Janganlah engkau sembah selain Allah, sesuatu yang tidak memberi manfaat kepadamu dan tidak (pula) memberi mudarat kepadamu, sebab jika engkau lakukan (yang demikian itu), sesungguhnya engkau termasuk orang-orang zalim.”
Dan jangan engkau menyembah selain Allah, sesuatu yang tidak memberi manfaat kepadamu walau kamu menyembahnya dan tidak pula memberi bencana kepadamu jika kamu tidak menyembahnya, sebab jika engkau lakukan itu, maka sesungguhnya engkau termasuk orang-orang zalim.”
Allah menjelaskan larangan-Nya kepada Nabi saw agar jangan berdoa dan beribadah kepada selain Allah, selain Allah, tidak ada yang dapat memberi manfaat dan mudarat, atau memberi kesenangan dan kesusahan baik di dunia maupun di akhirat. Sekiranya Rasul berbuat demikian, maka dia termasuk dalam orang-orang yang menganiaya diri sendiri. Tiada kedurhakaan yang lebih besar dari syirik karena orang yang berbuat syirik mengembalikan urusan yang dihadapi manusia kepada selain Allah. Maka kembalilah kepada Allah. Panjatkanlah doa kepada Allah semata karena doa termasuk ibadah yang besar, bahkan otak ibadah.
Ḍall ضَلّ (Yūnus/10: 108)
Arti dasarnya adalah hilang, terbenam, dan lain-lain. Dalam satu hadis disebutkan bahwa “al-hikmah ḍallatul mu’min” (ilmu pengetahuan adalah sesuatu yang hilang dari seorang mukmin). Orang yang tersesat jalan berarti telah kehilangan arah yang benar atau tidak berada di jalan yang benar, sedikit atau banyak, sengaja atau tidak sengaja. Itu karena “jalan yang benar” itu diperoleh dengan usaha dan karena itu sulit diperoleh, tetapi mereka tidak cukup berusaha. Dalam Al-Qur’an “sesat” umumnya dinisbahkan kepada orang kafir. “Sesat” itu dua aspek pertama, “sesat” dalam hal pengetahuan spekulatif, seperti tidak mengenal Tuhan, misalnya, al-Nisā’/4: 136, “Siapa yang mengingkari Allah, malaikat-malaikat-Nya, kitab-kitab-Nya, rasul-rasulnya, dan Hari Kemudian, maka ia benar-benar sesat.” Dan kedua, “sesat” yang berkenaan dengan pengetahuan praktis, seperti buta hukum-hukum agama.

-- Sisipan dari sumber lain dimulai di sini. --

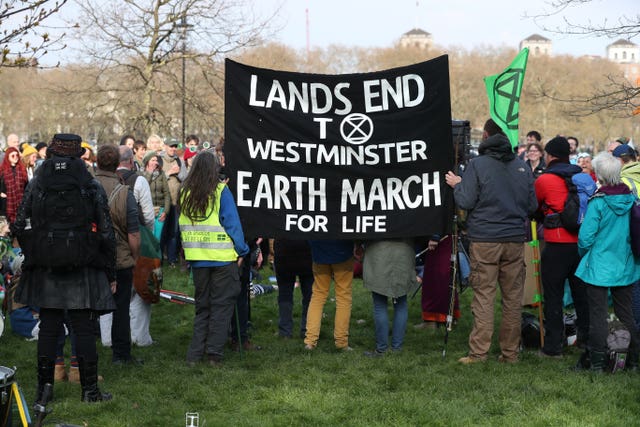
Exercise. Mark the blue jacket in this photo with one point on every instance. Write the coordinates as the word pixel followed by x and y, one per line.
pixel 497 191
pixel 604 240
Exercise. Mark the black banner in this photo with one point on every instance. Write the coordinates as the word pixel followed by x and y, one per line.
pixel 340 156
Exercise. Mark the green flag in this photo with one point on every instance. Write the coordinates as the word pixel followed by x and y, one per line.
pixel 503 91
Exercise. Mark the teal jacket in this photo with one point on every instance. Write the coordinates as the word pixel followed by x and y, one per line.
pixel 604 240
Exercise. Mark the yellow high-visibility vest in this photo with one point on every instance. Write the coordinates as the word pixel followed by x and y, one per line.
pixel 207 240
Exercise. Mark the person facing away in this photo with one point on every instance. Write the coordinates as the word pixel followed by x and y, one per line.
pixel 560 257
pixel 214 245
pixel 78 277
pixel 332 260
pixel 607 263
pixel 497 191
pixel 124 214
pixel 389 272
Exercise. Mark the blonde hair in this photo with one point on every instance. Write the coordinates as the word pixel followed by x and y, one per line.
pixel 154 142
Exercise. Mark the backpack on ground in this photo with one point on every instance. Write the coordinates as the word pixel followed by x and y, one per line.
pixel 618 342
pixel 530 330
pixel 64 231
pixel 580 187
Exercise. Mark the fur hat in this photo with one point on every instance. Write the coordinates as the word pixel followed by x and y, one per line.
pixel 148 156
pixel 558 147
pixel 188 153
pixel 623 150
pixel 66 145
pixel 28 150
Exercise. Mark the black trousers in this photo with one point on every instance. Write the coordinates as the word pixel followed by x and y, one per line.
pixel 559 263
pixel 83 324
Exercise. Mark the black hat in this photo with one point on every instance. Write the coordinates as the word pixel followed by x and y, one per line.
pixel 623 150
pixel 66 145
pixel 558 147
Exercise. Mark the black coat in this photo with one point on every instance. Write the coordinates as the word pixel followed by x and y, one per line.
pixel 81 288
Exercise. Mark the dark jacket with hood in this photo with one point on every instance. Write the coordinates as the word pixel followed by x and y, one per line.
pixel 74 289
pixel 497 191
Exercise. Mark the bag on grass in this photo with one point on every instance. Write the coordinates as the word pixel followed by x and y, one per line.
pixel 530 330
pixel 147 275
pixel 618 342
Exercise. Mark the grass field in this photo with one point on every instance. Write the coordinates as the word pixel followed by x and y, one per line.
pixel 284 385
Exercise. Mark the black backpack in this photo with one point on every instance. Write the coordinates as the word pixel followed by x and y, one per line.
pixel 64 231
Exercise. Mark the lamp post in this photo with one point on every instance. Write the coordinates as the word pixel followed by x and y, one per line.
pixel 183 26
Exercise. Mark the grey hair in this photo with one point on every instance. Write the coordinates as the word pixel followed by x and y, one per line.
pixel 607 168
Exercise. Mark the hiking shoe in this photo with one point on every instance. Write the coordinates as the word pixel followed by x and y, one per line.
pixel 59 373
pixel 468 360
pixel 502 359
pixel 541 353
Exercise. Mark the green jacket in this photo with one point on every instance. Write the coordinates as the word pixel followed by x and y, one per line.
pixel 389 267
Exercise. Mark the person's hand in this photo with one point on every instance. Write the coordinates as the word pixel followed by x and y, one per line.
pixel 452 179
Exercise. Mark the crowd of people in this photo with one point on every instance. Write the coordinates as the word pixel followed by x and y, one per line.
pixel 181 196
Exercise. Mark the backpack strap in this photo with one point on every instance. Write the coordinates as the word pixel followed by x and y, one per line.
pixel 115 192
pixel 634 190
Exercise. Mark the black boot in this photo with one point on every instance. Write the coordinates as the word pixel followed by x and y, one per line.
pixel 46 368
pixel 584 363
pixel 89 382
pixel 631 363
pixel 598 361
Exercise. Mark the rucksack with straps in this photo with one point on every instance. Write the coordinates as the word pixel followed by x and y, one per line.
pixel 580 187
pixel 64 231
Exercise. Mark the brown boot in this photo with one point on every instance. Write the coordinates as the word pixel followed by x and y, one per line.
pixel 59 374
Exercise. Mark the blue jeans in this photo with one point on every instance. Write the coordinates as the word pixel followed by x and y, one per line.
pixel 635 303
pixel 381 320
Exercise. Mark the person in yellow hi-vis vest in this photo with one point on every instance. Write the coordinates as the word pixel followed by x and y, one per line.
pixel 214 245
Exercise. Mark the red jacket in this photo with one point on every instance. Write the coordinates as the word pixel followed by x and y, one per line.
pixel 551 192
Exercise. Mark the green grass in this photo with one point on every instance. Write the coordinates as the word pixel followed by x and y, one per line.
pixel 284 385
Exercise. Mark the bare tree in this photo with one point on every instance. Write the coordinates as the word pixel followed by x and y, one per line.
pixel 616 93
pixel 139 50
pixel 23 38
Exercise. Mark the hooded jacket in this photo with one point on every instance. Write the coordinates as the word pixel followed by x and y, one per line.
pixel 551 191
pixel 604 240
pixel 497 191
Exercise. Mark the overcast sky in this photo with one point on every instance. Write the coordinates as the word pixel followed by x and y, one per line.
pixel 452 23
pixel 466 23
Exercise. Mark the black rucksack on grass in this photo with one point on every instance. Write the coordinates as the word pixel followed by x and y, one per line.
pixel 64 231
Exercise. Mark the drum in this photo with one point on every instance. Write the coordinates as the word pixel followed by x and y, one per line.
pixel 6 394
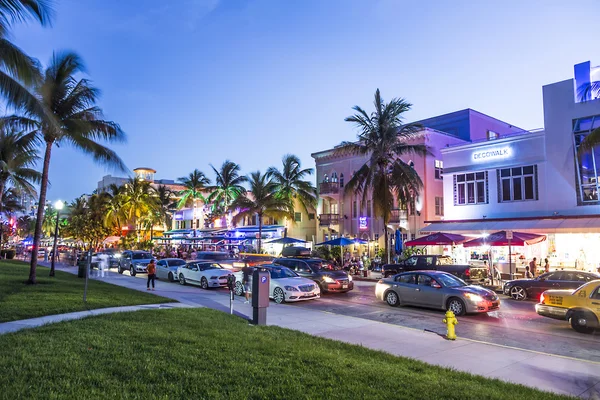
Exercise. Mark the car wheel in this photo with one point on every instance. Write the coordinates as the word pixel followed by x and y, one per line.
pixel 239 289
pixel 518 293
pixel 457 306
pixel 278 296
pixel 392 299
pixel 580 322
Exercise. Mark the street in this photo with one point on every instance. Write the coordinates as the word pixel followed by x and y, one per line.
pixel 516 324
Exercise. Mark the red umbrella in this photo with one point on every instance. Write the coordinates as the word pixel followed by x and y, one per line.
pixel 500 239
pixel 437 239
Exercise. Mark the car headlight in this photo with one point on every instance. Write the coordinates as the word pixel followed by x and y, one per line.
pixel 474 297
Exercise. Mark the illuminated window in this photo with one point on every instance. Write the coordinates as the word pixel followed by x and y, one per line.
pixel 517 184
pixel 589 162
pixel 439 169
pixel 470 188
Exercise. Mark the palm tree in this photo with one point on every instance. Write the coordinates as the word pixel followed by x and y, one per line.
pixel 194 184
pixel 290 183
pixel 262 201
pixel 384 139
pixel 17 70
pixel 139 201
pixel 18 155
pixel 74 120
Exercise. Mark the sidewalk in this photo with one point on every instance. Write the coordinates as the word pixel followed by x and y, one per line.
pixel 543 371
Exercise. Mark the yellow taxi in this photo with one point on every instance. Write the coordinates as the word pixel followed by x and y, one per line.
pixel 580 306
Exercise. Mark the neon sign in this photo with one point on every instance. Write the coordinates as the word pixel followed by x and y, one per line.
pixel 363 224
pixel 492 154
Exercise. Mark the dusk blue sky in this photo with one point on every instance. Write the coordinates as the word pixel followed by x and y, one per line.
pixel 194 82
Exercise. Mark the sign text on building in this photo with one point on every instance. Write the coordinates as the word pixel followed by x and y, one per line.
pixel 492 154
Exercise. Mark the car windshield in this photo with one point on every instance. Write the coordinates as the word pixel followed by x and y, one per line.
pixel 141 256
pixel 282 272
pixel 320 266
pixel 448 280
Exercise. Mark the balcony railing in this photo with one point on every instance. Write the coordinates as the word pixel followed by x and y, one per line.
pixel 329 219
pixel 329 188
pixel 398 216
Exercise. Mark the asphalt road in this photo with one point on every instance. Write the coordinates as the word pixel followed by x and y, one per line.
pixel 516 324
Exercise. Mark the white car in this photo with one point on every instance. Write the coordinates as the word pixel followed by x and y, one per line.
pixel 167 268
pixel 285 285
pixel 205 274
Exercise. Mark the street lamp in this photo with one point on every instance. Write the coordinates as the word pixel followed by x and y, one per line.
pixel 58 206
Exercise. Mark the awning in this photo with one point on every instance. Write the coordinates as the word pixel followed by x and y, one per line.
pixel 530 225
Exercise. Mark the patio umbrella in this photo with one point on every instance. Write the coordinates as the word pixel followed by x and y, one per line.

Dalam Al-Qur’an, aḍ-ḍall dalam pengertian leksikalnya dinisbahkan pula kepada nabi-nabi. Misalnya kepada Nabi Muhammad, sebelum beliau jadi nabi, dalam arti “bingung belum memperoleh kenabian” (al-Ḍuḥa/93: 7), dan kepada Nabi Ya’kub yang diucapkan oleh anak-anaknya karena ia selalu saja teringat Yusuf (Yūsuf/12: 95). Lawan kata ḍall adalah hidāyah (menemukan kebenaran).